Daniel Webster Jones (December 15, 1839 – December 25, 1918) was the 19th Governor of the U.S. state of Arkansas.
Daniel Webster Jones was born in Bowie County, Texas. His family moved to Washington, Arkansas in 1840. Jones attended Washington Academy there and later studied law. During his childhood, James Black, creator of the famous Bowie knife, lived with his family before moving to Washington, Arkansas. Black attempted to show Daniel his metallurgical secret in 1870, the only person known to have knowledge of Black's secret.
When the American Civil War broke out, Jones enlisted in the Confederate States Army, was wounded in battle, and was captured and held as a prisoner of war. His highest rank was as Colonel of the 20th Arkansas Infantry Regiment.

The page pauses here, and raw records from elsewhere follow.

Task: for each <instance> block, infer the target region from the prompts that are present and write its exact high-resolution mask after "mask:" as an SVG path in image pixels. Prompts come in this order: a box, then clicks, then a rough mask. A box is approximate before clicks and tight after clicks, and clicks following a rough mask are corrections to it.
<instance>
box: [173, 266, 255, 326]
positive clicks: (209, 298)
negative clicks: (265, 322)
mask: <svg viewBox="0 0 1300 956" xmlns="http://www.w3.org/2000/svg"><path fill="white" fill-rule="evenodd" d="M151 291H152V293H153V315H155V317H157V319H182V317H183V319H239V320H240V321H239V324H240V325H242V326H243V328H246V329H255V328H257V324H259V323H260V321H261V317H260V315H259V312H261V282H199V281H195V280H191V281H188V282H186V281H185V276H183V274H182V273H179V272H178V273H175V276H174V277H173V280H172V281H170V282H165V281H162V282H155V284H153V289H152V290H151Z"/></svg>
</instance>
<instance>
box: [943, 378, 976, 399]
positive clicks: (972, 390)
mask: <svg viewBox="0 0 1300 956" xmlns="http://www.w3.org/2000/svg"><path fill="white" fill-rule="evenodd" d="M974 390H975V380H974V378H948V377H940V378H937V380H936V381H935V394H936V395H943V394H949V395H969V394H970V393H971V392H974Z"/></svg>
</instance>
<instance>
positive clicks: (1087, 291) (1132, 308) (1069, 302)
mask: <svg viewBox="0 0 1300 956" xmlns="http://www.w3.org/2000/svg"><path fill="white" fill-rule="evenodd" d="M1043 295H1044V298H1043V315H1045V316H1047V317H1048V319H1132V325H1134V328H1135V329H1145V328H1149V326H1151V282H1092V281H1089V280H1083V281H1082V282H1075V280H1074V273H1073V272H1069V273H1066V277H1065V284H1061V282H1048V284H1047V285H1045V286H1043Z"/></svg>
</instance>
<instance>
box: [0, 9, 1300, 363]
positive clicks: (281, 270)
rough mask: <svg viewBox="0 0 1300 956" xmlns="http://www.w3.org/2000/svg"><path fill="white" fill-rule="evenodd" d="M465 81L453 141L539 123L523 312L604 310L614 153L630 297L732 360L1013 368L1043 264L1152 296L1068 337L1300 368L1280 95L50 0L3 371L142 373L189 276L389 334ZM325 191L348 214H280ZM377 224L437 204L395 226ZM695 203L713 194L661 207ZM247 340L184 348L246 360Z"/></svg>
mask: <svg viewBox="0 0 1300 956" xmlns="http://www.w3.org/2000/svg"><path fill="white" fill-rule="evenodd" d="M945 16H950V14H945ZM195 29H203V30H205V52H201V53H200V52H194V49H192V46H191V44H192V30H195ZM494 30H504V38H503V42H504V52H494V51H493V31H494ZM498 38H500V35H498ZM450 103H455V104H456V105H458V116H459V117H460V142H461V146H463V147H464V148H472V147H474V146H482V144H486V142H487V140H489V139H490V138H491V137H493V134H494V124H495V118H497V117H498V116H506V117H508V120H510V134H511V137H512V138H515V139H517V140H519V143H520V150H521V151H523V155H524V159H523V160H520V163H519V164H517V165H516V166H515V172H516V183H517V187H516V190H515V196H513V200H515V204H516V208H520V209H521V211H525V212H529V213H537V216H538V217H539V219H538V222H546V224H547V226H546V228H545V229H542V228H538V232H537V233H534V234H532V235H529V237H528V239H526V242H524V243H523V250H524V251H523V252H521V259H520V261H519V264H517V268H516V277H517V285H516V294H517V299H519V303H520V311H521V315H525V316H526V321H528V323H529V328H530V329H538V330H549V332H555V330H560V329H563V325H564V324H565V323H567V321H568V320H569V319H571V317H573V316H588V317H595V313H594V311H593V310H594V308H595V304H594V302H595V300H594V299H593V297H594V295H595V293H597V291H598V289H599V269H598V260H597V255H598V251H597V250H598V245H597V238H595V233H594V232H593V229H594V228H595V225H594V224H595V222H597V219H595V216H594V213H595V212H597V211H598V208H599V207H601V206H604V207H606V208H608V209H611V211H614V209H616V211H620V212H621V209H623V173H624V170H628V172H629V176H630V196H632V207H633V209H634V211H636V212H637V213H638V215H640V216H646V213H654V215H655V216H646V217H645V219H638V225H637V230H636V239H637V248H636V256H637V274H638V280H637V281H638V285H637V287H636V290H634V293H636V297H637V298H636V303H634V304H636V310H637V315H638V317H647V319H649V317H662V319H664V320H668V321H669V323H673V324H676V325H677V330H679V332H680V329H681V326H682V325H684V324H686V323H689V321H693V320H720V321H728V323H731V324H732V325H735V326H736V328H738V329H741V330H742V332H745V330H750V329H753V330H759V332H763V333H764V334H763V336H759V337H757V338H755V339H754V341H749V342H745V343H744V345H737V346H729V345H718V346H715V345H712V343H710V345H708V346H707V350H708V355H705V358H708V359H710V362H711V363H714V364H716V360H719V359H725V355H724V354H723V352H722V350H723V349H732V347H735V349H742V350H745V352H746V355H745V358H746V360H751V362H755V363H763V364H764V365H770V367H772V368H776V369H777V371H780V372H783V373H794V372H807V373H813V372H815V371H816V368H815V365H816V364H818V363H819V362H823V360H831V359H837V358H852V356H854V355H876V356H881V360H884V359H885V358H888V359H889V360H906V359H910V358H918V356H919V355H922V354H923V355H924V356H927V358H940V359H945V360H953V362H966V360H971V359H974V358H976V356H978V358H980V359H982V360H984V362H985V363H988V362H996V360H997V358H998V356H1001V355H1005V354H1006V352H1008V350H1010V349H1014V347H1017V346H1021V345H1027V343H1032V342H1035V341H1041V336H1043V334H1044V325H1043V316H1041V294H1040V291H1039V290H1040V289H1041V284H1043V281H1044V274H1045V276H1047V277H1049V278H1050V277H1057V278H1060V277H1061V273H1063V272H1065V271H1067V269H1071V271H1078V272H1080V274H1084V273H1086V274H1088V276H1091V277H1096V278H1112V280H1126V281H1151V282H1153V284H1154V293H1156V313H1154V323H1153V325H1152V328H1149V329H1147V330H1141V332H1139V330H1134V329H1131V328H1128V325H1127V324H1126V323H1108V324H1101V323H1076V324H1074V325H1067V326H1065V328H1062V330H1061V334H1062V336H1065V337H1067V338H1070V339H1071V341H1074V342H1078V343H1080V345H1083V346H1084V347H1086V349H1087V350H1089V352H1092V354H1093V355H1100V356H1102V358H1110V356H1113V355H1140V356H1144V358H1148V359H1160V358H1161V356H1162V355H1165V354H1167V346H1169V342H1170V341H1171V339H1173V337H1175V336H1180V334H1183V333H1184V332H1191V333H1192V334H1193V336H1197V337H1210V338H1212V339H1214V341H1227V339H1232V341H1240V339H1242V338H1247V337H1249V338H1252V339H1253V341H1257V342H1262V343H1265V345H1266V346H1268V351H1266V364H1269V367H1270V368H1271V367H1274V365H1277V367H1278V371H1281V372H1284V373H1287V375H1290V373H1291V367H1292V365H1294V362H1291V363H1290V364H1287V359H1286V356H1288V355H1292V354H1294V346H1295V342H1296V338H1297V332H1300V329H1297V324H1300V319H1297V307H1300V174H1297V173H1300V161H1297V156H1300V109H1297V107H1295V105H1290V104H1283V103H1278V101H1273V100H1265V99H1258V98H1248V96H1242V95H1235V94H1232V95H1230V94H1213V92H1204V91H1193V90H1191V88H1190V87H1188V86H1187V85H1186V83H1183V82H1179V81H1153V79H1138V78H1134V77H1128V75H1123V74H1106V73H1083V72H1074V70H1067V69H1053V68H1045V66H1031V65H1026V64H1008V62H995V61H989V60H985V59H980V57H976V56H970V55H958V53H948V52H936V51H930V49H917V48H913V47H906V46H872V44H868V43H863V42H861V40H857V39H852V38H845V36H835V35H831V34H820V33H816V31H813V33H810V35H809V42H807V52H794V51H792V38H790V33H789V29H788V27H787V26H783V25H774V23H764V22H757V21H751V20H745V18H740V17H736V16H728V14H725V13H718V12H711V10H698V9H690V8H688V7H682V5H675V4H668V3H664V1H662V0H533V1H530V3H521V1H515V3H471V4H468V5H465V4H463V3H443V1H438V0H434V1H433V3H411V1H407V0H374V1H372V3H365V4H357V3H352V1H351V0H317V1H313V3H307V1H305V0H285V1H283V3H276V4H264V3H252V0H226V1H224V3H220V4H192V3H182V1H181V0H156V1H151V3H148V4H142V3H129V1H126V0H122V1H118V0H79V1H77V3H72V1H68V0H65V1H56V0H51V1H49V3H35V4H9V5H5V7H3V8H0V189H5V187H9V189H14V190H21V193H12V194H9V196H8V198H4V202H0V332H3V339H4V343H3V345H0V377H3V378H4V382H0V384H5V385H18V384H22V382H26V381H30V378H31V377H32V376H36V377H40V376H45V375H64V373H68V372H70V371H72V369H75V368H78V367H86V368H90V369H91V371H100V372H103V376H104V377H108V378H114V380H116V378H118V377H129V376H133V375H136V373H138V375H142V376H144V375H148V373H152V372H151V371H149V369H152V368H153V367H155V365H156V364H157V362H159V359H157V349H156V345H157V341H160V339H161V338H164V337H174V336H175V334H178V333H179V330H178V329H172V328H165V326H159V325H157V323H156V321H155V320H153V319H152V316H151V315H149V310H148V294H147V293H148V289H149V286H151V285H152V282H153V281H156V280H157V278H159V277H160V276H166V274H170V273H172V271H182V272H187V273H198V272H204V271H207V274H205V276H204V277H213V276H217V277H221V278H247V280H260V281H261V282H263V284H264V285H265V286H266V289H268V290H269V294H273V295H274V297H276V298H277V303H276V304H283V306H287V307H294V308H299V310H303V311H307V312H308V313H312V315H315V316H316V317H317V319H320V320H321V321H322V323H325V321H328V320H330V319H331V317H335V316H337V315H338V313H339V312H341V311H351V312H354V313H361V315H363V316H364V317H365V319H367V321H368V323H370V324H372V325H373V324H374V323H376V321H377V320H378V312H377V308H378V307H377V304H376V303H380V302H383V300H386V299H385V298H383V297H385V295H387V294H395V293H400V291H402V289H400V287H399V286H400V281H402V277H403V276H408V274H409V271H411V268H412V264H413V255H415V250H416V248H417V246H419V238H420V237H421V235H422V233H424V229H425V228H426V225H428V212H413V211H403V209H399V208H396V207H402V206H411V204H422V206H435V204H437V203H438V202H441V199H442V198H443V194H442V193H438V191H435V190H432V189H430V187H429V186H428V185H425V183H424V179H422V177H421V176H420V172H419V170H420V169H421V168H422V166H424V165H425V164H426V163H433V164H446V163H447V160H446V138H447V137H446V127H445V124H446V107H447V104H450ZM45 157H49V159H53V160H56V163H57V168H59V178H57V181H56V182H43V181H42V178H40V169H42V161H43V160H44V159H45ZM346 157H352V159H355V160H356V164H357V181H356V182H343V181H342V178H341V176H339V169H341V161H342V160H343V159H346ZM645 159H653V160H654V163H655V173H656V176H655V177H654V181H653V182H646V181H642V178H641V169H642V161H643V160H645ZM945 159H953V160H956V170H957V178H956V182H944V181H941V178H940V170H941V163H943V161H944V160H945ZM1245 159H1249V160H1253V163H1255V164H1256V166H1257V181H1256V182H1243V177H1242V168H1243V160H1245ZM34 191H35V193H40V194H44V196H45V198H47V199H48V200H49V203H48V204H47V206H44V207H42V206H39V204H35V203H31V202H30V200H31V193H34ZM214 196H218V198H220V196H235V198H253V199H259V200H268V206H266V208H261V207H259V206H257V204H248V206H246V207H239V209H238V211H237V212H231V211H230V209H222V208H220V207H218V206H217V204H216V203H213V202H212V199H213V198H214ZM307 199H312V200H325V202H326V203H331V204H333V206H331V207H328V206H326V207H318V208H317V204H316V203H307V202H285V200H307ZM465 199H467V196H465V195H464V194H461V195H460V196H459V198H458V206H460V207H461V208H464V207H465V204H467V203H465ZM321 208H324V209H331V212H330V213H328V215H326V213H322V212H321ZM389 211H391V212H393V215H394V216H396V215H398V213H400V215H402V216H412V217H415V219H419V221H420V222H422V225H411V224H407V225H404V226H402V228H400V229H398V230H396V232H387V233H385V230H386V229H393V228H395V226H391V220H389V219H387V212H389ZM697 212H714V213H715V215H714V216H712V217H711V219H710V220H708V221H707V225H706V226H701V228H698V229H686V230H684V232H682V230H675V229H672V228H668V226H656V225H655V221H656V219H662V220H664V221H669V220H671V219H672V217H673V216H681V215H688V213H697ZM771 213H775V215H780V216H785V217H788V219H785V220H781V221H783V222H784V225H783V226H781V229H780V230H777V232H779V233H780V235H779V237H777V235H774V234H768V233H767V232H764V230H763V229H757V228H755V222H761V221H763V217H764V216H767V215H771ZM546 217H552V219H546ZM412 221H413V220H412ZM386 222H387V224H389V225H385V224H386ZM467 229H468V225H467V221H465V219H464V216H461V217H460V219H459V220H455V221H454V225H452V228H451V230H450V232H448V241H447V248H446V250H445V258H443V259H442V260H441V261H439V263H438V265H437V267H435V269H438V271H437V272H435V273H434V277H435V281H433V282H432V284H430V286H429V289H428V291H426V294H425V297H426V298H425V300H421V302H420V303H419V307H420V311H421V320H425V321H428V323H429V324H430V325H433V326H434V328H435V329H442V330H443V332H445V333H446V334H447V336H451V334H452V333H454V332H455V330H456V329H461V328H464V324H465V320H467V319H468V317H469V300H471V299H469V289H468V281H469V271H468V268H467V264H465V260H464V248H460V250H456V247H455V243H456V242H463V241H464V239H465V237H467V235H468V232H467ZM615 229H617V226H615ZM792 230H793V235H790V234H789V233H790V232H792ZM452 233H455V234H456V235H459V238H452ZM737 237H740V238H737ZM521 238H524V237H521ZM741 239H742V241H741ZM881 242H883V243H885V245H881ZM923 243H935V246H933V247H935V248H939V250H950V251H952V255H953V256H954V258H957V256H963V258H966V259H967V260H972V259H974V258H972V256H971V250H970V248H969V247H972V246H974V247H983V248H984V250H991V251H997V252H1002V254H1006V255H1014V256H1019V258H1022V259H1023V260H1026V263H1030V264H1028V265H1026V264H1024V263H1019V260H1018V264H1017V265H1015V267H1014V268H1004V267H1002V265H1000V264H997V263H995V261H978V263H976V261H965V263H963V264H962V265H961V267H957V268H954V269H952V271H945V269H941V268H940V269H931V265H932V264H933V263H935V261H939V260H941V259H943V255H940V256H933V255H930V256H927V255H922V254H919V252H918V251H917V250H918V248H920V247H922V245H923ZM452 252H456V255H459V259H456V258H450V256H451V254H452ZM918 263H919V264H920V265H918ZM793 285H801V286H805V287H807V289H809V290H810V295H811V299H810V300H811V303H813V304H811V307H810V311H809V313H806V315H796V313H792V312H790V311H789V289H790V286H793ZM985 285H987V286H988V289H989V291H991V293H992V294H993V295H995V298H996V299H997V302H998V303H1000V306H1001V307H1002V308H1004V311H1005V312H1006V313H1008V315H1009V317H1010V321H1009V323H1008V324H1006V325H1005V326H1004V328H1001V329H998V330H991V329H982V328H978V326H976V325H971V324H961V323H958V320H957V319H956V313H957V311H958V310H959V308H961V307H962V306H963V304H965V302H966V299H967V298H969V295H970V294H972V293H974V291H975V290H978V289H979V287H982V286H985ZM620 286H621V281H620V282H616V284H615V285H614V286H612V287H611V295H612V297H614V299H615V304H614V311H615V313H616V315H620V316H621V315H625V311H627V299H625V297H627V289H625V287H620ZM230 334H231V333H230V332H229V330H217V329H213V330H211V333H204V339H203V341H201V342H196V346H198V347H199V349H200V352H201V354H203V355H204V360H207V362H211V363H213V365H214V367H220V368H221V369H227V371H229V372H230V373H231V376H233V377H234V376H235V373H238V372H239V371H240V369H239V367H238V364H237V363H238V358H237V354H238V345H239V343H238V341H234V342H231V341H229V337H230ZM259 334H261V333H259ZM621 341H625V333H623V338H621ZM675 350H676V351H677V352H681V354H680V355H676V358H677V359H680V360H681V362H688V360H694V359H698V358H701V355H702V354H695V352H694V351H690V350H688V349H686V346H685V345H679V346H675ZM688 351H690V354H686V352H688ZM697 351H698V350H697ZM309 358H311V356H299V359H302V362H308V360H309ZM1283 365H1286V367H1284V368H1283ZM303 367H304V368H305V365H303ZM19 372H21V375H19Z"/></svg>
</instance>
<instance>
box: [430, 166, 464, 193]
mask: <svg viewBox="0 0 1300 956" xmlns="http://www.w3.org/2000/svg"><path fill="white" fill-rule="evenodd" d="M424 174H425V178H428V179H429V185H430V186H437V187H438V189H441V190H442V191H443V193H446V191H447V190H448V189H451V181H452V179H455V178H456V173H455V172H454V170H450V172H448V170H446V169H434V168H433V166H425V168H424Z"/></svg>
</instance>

In 1874, Jones was elected as prosecuting attorney of the 9th Judicial District. He served as a presidential elector in 1876 and 1880. He was elected to the post of Attorney General of Arkansas in 1884 and 1886. In 1890 he served a term in the Arkansas House of Representatives.
Jones was elected Governor of Arkansas in 1896, and was reelected in 1898. During his term appropriations were made for the new state capitol building, and a law ordering uniform textbooks in schools was passed.
Jones resumed his law practice after leaving office. In 1914 he was elected again to the House of Representatives.
Daniel Jones is buried at the Oakland Cemetery in Little Rock, Arkansas.